The old judge grunted. “Tell him if he wants more work my place could use a fresh coat, too.”

  No way did I want to go back inside, so I made all kinds of excuses to stay outside, where the air and view were corpse-free. First I trotted to the mailbox and emptied out a week or so worth of mail—mostly junk. I made a note on my phone to have the mail held until I was done with all this back and forth between home and Greece. While I was emptying the box, I discreetly glanced up and down the street for signs of crazed killers who enjoyed murdering people in my house. That’s if the guy inside had been murdered. For all I knew it was natural causes. He broke into the house and—BAM—stealth heart attack. Which kind of served him right for breaking in to begin with.

  Nothing in the neighborhood looked out of place, which, if this had been a horror movie, was a sure sign something Great and Terrible was about to happen—if the dead guy wasn’t enough. The air was hot. The sky was a clear blue with slashes of white. Bugs and birds sang their discordant songs. Somewhere nearby a lawn was being mowed.

  My stomach clenched. Everything looked fine from out here, but underneath the smooth surface the world was out of whack.

  Then I spotted the car. A blue heap, that had last been new in the 80s, was tootling in this direction, a tail of granite smoke wagging at the rear. The neighborhood was flat, but the automobile was struggling to make it to its final destination.

  It pulled up at the opposite curb. The driver stuck his head out.
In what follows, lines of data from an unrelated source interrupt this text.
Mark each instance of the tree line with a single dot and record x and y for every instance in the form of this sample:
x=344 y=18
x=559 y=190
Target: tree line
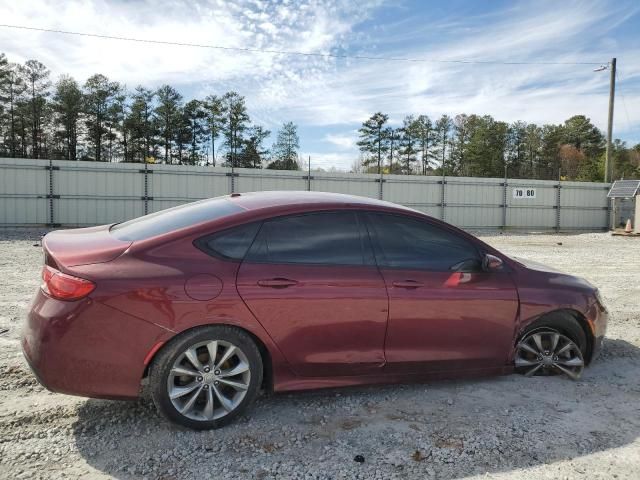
x=101 y=120
x=480 y=146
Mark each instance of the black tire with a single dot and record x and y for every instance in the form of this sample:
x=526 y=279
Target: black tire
x=554 y=344
x=563 y=323
x=163 y=363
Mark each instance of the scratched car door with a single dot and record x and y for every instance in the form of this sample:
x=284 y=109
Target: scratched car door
x=312 y=282
x=445 y=312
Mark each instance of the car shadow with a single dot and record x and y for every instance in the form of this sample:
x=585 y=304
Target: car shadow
x=444 y=430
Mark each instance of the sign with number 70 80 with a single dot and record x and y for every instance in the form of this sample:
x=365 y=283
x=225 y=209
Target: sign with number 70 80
x=523 y=192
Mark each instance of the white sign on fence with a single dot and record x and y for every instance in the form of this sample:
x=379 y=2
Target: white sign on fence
x=522 y=192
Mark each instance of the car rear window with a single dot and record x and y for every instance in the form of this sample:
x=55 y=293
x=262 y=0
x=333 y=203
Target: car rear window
x=175 y=218
x=232 y=243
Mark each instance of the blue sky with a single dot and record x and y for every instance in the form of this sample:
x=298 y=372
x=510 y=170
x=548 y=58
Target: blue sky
x=327 y=97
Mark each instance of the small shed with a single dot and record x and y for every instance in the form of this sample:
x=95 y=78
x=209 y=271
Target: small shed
x=625 y=203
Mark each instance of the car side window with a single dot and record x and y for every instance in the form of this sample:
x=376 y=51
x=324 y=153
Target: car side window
x=326 y=238
x=403 y=242
x=232 y=243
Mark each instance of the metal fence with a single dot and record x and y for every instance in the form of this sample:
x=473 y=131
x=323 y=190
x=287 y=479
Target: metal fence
x=68 y=193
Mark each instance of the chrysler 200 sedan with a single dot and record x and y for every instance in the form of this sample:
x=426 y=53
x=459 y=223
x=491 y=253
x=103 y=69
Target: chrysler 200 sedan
x=214 y=300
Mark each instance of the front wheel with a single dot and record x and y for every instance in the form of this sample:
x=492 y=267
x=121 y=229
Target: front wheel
x=552 y=345
x=206 y=377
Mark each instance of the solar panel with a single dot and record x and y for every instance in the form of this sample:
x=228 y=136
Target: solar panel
x=624 y=189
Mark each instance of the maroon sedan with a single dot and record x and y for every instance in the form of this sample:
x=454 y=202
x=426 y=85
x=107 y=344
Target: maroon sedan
x=293 y=290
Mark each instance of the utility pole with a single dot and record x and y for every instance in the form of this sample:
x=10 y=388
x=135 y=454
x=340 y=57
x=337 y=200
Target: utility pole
x=608 y=165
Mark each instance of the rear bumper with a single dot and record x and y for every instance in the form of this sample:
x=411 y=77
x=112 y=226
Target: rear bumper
x=86 y=348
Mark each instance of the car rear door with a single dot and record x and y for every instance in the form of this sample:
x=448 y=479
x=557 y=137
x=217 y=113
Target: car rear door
x=445 y=312
x=312 y=282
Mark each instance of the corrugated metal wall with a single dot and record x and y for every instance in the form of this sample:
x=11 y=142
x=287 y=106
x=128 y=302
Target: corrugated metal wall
x=39 y=192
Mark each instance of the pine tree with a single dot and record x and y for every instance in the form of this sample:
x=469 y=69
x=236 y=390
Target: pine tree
x=99 y=95
x=36 y=79
x=67 y=106
x=372 y=139
x=12 y=88
x=424 y=134
x=167 y=114
x=235 y=123
x=443 y=127
x=215 y=121
x=285 y=149
x=195 y=117
x=253 y=153
x=408 y=144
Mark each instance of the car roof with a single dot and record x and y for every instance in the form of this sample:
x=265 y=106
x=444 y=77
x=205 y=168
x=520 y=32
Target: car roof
x=287 y=199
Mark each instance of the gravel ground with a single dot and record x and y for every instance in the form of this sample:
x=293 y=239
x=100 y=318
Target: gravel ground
x=505 y=427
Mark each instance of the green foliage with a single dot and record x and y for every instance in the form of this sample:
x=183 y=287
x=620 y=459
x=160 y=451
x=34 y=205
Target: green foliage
x=373 y=142
x=285 y=149
x=67 y=107
x=101 y=121
x=99 y=96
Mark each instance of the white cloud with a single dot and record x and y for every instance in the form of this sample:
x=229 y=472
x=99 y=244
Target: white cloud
x=343 y=142
x=336 y=92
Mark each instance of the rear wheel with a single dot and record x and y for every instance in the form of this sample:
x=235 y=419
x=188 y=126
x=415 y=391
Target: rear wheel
x=553 y=345
x=206 y=377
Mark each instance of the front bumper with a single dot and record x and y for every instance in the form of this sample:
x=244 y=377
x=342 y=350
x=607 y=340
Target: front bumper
x=86 y=348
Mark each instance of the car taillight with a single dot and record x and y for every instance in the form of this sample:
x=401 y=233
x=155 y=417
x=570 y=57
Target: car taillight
x=64 y=287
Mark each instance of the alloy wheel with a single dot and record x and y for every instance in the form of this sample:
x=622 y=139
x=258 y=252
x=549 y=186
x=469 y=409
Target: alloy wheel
x=548 y=352
x=209 y=380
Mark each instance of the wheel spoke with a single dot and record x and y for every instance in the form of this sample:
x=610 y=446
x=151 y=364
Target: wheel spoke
x=572 y=362
x=566 y=371
x=212 y=348
x=208 y=386
x=537 y=338
x=521 y=362
x=192 y=356
x=533 y=370
x=237 y=370
x=236 y=385
x=184 y=372
x=177 y=392
x=227 y=355
x=192 y=400
x=564 y=349
x=224 y=401
x=528 y=348
x=208 y=408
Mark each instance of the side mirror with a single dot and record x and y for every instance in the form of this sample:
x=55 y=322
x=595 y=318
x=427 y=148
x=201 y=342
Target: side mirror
x=491 y=263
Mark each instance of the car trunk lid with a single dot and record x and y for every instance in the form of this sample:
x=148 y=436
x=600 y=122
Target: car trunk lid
x=82 y=246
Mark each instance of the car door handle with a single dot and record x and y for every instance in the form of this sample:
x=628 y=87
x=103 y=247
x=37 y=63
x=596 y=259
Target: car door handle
x=407 y=284
x=277 y=283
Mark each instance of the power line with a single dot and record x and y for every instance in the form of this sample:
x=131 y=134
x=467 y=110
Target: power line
x=289 y=52
x=624 y=102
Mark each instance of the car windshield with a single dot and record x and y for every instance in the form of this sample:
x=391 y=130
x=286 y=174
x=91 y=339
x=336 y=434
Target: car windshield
x=175 y=218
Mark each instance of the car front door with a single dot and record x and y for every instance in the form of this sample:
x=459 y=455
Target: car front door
x=445 y=312
x=312 y=282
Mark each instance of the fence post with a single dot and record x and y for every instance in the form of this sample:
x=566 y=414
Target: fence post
x=146 y=188
x=558 y=187
x=50 y=196
x=443 y=198
x=145 y=198
x=504 y=200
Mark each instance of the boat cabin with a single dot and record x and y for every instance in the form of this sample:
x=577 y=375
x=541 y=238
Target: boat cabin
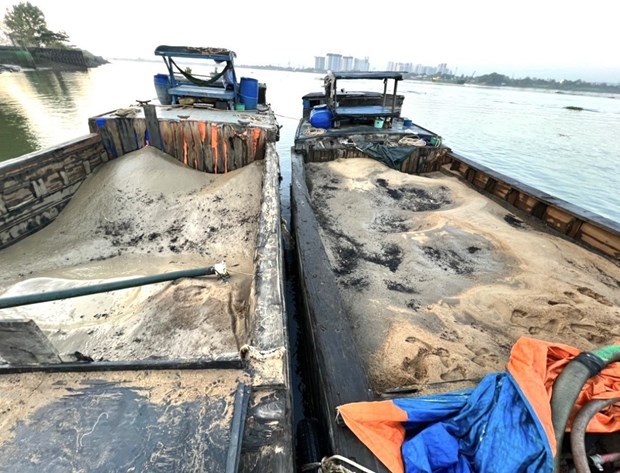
x=344 y=110
x=221 y=87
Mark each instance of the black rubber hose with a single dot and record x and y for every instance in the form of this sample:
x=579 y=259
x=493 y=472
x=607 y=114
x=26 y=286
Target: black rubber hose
x=578 y=431
x=569 y=384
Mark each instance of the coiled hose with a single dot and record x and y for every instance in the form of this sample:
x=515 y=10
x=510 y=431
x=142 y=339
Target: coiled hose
x=578 y=431
x=569 y=384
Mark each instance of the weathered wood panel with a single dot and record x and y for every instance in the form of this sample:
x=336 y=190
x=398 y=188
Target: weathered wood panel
x=594 y=231
x=208 y=146
x=35 y=187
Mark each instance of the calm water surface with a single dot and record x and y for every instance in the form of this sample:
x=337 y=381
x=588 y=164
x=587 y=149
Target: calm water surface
x=525 y=134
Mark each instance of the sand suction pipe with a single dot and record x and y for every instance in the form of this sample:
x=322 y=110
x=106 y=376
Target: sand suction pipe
x=26 y=299
x=569 y=384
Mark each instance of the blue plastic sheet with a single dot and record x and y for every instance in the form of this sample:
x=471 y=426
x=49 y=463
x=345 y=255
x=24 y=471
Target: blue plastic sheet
x=487 y=429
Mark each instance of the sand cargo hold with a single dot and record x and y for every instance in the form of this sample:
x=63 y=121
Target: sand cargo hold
x=421 y=270
x=184 y=365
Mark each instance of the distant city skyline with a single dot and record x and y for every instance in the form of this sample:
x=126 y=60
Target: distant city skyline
x=528 y=38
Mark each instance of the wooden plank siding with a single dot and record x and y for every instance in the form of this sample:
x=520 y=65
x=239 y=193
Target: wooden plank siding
x=35 y=187
x=593 y=231
x=207 y=146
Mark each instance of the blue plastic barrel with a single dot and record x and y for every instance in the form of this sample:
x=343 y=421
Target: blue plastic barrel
x=248 y=89
x=321 y=117
x=162 y=84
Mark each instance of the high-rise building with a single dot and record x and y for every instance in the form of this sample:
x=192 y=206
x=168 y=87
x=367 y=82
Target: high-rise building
x=334 y=62
x=347 y=63
x=319 y=63
x=362 y=65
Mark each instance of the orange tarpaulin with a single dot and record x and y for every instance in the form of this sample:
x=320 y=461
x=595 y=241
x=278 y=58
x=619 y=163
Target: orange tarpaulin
x=535 y=364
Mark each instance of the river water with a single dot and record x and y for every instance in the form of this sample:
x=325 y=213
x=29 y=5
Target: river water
x=526 y=134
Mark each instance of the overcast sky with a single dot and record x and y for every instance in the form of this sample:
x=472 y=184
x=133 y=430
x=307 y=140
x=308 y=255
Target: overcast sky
x=542 y=38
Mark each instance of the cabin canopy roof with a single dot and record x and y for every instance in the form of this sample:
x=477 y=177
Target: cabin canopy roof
x=367 y=75
x=217 y=54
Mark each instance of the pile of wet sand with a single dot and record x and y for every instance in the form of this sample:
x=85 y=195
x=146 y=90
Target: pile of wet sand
x=141 y=214
x=440 y=281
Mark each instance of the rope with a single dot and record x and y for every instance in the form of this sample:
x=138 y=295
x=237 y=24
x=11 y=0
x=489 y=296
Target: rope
x=329 y=465
x=411 y=141
x=195 y=80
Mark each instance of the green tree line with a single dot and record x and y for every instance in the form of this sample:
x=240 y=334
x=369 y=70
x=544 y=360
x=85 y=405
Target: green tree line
x=25 y=25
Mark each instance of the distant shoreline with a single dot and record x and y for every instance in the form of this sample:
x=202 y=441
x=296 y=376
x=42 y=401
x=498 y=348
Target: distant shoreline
x=487 y=80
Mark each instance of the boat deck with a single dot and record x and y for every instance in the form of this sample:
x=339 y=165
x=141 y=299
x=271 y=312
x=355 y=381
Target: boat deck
x=189 y=420
x=438 y=281
x=261 y=117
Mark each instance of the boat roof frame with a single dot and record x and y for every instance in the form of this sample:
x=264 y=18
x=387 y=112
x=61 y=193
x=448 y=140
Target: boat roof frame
x=217 y=54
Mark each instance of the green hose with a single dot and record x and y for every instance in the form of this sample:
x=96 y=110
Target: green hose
x=26 y=299
x=569 y=384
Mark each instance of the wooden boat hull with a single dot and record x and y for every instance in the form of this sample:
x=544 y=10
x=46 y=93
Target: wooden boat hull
x=416 y=318
x=214 y=409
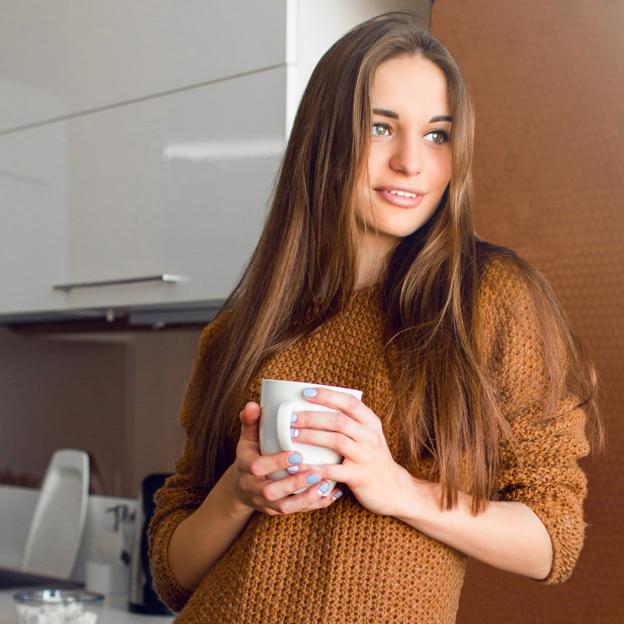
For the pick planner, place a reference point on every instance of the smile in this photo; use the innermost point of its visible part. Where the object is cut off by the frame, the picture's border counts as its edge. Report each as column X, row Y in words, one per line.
column 401, row 199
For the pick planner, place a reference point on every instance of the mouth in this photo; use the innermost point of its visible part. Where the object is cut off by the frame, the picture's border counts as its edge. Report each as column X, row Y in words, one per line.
column 402, row 197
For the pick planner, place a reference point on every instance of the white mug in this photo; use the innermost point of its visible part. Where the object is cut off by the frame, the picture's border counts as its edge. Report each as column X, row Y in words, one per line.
column 278, row 400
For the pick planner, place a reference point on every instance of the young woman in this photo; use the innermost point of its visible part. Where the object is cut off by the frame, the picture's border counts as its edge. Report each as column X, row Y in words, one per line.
column 369, row 274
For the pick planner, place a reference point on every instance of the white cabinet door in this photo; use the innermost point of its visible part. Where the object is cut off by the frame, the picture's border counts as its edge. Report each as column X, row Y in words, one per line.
column 172, row 185
column 33, row 213
column 65, row 57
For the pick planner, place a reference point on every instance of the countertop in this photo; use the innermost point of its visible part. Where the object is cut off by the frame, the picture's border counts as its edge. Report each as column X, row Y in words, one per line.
column 114, row 611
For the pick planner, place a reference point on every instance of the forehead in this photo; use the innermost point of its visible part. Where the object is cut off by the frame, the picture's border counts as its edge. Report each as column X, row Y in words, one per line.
column 410, row 85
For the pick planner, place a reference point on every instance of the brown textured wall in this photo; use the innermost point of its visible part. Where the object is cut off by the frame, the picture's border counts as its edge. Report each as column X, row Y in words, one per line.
column 547, row 80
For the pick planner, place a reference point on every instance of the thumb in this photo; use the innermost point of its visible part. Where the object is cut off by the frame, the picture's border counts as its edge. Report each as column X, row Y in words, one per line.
column 250, row 418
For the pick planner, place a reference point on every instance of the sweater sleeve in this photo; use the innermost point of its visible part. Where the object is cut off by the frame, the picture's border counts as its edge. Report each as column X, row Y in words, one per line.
column 540, row 467
column 178, row 498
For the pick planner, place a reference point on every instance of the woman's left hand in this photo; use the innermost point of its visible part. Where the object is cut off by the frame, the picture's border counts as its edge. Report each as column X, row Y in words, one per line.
column 355, row 432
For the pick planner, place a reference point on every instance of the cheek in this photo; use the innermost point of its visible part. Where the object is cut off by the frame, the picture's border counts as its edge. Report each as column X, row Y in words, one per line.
column 441, row 171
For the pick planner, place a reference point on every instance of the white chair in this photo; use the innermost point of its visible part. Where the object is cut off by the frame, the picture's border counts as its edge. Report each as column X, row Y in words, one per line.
column 59, row 518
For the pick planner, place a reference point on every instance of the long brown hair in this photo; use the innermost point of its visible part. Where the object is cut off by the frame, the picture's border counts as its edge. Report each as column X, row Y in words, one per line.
column 304, row 269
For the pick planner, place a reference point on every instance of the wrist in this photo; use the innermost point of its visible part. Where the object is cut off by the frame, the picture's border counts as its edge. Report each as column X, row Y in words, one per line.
column 234, row 504
column 419, row 502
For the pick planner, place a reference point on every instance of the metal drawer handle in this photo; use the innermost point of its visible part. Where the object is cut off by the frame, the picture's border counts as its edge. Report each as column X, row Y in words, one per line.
column 164, row 277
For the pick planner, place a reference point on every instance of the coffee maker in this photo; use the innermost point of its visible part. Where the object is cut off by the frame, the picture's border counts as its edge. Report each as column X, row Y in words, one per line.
column 141, row 596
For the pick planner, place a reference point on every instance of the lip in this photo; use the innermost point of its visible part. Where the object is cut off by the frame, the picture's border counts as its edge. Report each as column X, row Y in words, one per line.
column 396, row 200
column 397, row 187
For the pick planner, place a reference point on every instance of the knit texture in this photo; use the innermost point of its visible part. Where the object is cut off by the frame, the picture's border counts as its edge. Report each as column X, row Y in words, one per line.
column 344, row 564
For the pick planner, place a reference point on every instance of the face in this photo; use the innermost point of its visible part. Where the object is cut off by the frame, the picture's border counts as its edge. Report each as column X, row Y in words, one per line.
column 409, row 148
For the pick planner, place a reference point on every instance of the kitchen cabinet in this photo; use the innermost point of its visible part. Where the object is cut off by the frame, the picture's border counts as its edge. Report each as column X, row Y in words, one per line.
column 144, row 140
column 67, row 58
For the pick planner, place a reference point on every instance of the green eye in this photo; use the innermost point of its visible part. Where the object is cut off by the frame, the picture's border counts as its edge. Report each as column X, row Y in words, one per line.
column 380, row 124
column 441, row 136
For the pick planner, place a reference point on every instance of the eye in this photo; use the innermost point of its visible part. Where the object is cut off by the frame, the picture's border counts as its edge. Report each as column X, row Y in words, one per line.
column 380, row 124
column 440, row 136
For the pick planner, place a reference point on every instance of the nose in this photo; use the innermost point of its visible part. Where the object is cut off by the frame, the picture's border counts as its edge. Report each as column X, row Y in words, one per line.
column 408, row 156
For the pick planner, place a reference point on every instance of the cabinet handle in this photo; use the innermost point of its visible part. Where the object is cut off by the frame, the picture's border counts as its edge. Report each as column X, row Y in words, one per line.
column 164, row 277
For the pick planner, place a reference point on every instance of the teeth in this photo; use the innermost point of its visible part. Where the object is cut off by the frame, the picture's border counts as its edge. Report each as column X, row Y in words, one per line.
column 403, row 194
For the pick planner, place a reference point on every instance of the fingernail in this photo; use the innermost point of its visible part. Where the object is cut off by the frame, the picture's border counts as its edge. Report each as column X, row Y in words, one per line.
column 323, row 488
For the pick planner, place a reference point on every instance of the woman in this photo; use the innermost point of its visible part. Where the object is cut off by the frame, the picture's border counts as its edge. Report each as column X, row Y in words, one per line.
column 368, row 274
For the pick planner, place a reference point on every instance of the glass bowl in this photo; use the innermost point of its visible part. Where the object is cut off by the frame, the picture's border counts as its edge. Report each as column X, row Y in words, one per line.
column 58, row 606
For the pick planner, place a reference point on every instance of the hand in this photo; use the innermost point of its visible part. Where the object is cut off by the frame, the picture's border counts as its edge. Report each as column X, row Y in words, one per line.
column 355, row 432
column 254, row 490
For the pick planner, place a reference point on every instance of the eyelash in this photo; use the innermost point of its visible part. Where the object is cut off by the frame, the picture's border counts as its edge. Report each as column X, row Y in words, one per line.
column 442, row 132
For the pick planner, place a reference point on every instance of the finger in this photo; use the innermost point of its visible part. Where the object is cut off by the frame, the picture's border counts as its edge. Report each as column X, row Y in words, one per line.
column 313, row 498
column 342, row 444
column 331, row 421
column 262, row 465
column 344, row 402
column 250, row 417
column 273, row 491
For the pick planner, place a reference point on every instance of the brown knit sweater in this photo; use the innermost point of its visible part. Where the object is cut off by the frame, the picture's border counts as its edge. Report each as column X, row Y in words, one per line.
column 344, row 564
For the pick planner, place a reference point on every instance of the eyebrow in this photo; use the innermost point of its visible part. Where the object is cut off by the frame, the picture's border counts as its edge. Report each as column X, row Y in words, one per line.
column 388, row 113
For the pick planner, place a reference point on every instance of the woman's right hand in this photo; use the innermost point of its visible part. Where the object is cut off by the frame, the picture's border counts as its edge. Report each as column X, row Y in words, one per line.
column 255, row 490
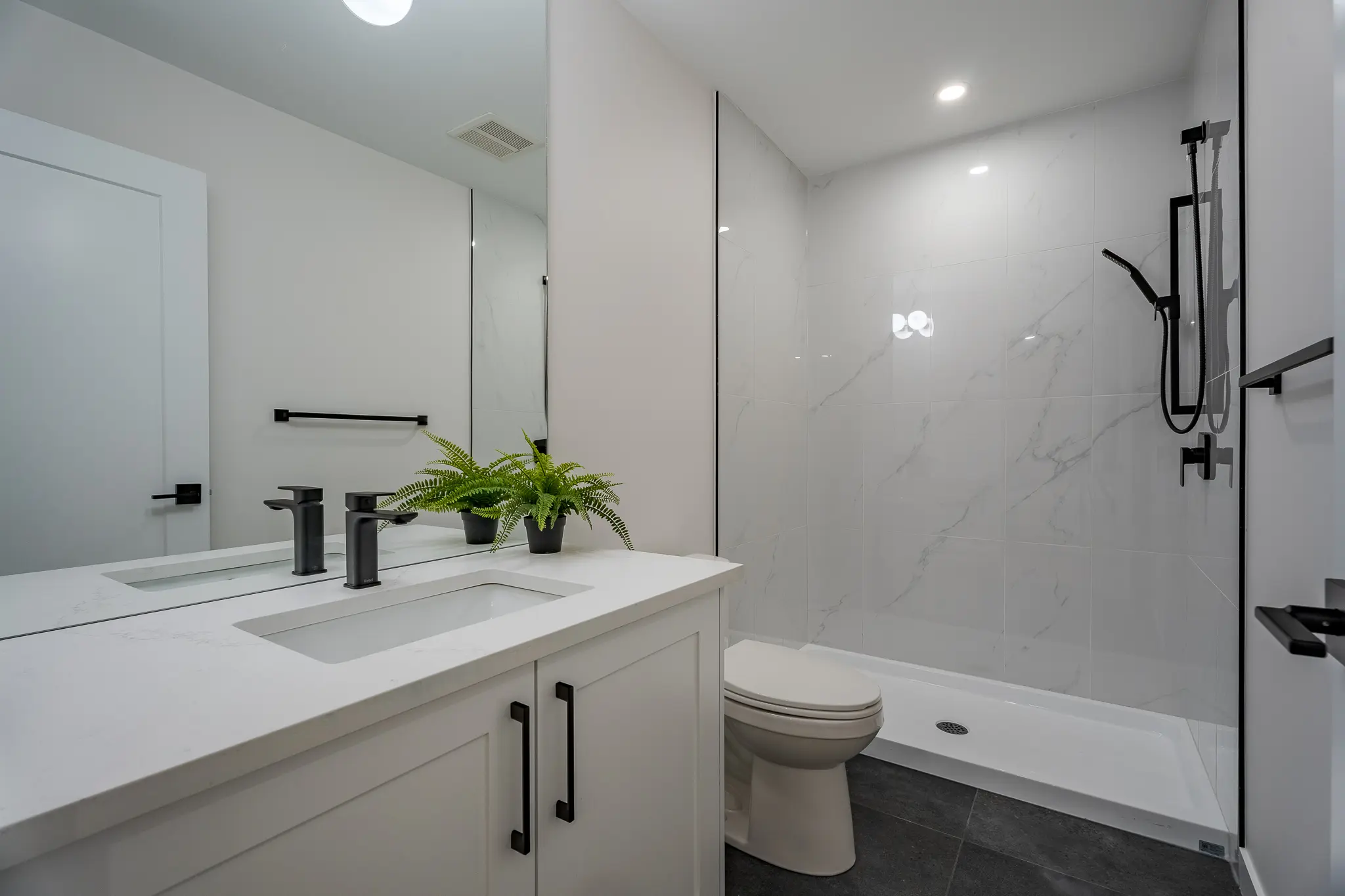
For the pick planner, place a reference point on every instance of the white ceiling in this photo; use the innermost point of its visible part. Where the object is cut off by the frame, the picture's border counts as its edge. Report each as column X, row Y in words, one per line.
column 397, row 89
column 838, row 82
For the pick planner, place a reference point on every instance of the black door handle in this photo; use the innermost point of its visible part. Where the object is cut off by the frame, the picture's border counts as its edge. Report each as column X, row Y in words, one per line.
column 522, row 840
column 565, row 807
column 185, row 494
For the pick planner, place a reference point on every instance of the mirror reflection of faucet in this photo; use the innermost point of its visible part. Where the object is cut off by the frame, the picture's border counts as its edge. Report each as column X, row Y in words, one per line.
column 307, row 507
  “I’m looking for a date. How much?”

  I rolled my eyes and gagged. The kid behind the junker’s wheel was Donk. Aka: Yiorgos, Baby Dimitri’s teenage nephew. He was at that age where his personality revolved around his penis. Donk was a hundred and twenty pounds of teenage boy in clothes for a middleweight. They didn’t fit him in all the fashionably right places. Somehow—I suspected Greek sorcery—Baby Dimitri had dumped him in my lap to learn how organized crime worked. As if I knew.

  My hands went to my hips. “What are you doing here?”

  “Going to the Playboy Mansion.”

  “It’s in California.”

  “I know where it is: Los Ankeles.”

  Greeks have a hard time with the letter G. Their tongues hammer it into a misshapen K.

  “Xhollywood,” he added.

  Also, their H isn’t allowed to leave the mouth alone. They stick it to an X or T and tell it to hold hands.

  Hollywood didn’t sound right. “I think it’s in Beverly Hills.”

  “Xhollywood.”

  “Beverly Hills.”

  “Who cares where it is? That's where I'm going.”

  I looked at the junker he’d acquired. It was held together with prayer and duct tape. “In that? You’ll never make it that far.”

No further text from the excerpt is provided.